Osimertinib in Elderly Patients with Epidermal Growth Factor Receptor T790M‐Positive Non‐Small‐Cell Lung Cancer Who Progressed During Prior Treatment: A Phase II Trial

Abstract

Lessons Learned.

• Non‐small‐cell lung cancer (NSCLC) represents 85% of lung cancer in elderly patients.

• In the present study performed in the 36 elderly subjects with epidermal growth factor receptor (EGFR) T790M mutation‐positive NSCLC, osimertinib 80 mg demonstrated statistically significant improvement in the objective response rate, which was comparable to those in the nonelderly population.

• Osimertinib appears to be an effective and safe treatment option in elderly patients with advanced NSCLC with EGFR mutation; further research in larger scale is warranted.

Background.

Previous findings suggest the possibility of relatively safe use of osimertinib for patients with T790M‐positive non‐small‐cell lung cancer (NSCLC), with few serious adverse events for the elderly in comparison with conventional endothelial growth factor receptor (EGFR) tyrosine kinase inhibitors (TKIs), and with an antitumor effect.

Methods.

This phase II study was performed to prospectively investigate the efficacy and safety of osimertinib for elderly patients aged ≥75 years with ineffective prior EGFR TKI treatment or with recurrence in T790M EGFR TKI resistance mutation‐positive NSCLC.

Results.

A total of 36 patients were included in the analyses.
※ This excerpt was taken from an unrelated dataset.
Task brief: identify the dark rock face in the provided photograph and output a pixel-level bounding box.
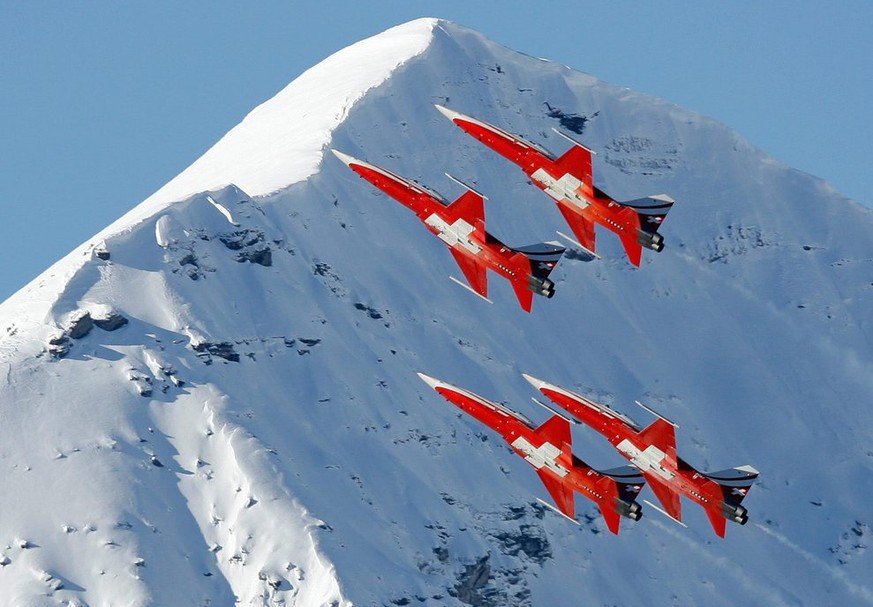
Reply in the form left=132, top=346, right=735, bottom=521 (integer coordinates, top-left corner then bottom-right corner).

Among the 36 subjects, 63.9% were female, with mean age of 79.9 years. The objective response rate (ORR) was 58.3% (95% confidence interval [CI], 42.2%–72.9%), demonstrating statistically significant efficacy of osimertinib (p = .0017). The median duration of response (DOR) was 27.9 weeks (95% CI, 21.1–82.0). Complete response (CR) and partial response (PR) were 2.8% and 55.6%, respectively. Disease control rate (DCR) was 97.2%. A waterfall plot revealed that 33 (91.6%) subjects exhibited tumor shrinkage during treatment, including 12 of 14 subjects who had stable disease (SD). All adverse events were not reason for discontinuation of the study drug.

Conclusion.

Osimertinib may be an effective and safe treatment option in elderly patients with advanced NSCLC with EGFR mutation.

Discussion

Lung cancer is the most common malignancy, accounting for 12.9% of all new cancer diagnoses, and the most common cause of cancer deaths [1]. Median age at diagnosis of lung cancer has been reported to be 63–70 years [2], [3], [4], [5], [6], and NSCLC represents 85% of lung cancer in elderly patients [7], [8], [9]. Treatment of elderly patients requires particular care for several reasons. Elderly patients typically have more comorbidities than younger patients, requiring concurrent management. Physiological functions decline with aging, such that some patients tolerate therapy more poorly. Furthermore, concurrent noncancer therapies may interfere with the metabolism of chemotherapeutic drugs. Afatinib, a second‐generation EGFR TKI, showed a proliferation‐inhibitory effect on a lung cancer cell strain that had T790M mutation [10]; however, as for safety in the elderly, the medical evidence is not yet clear, unlike that for the first‐generation EGFR TKI.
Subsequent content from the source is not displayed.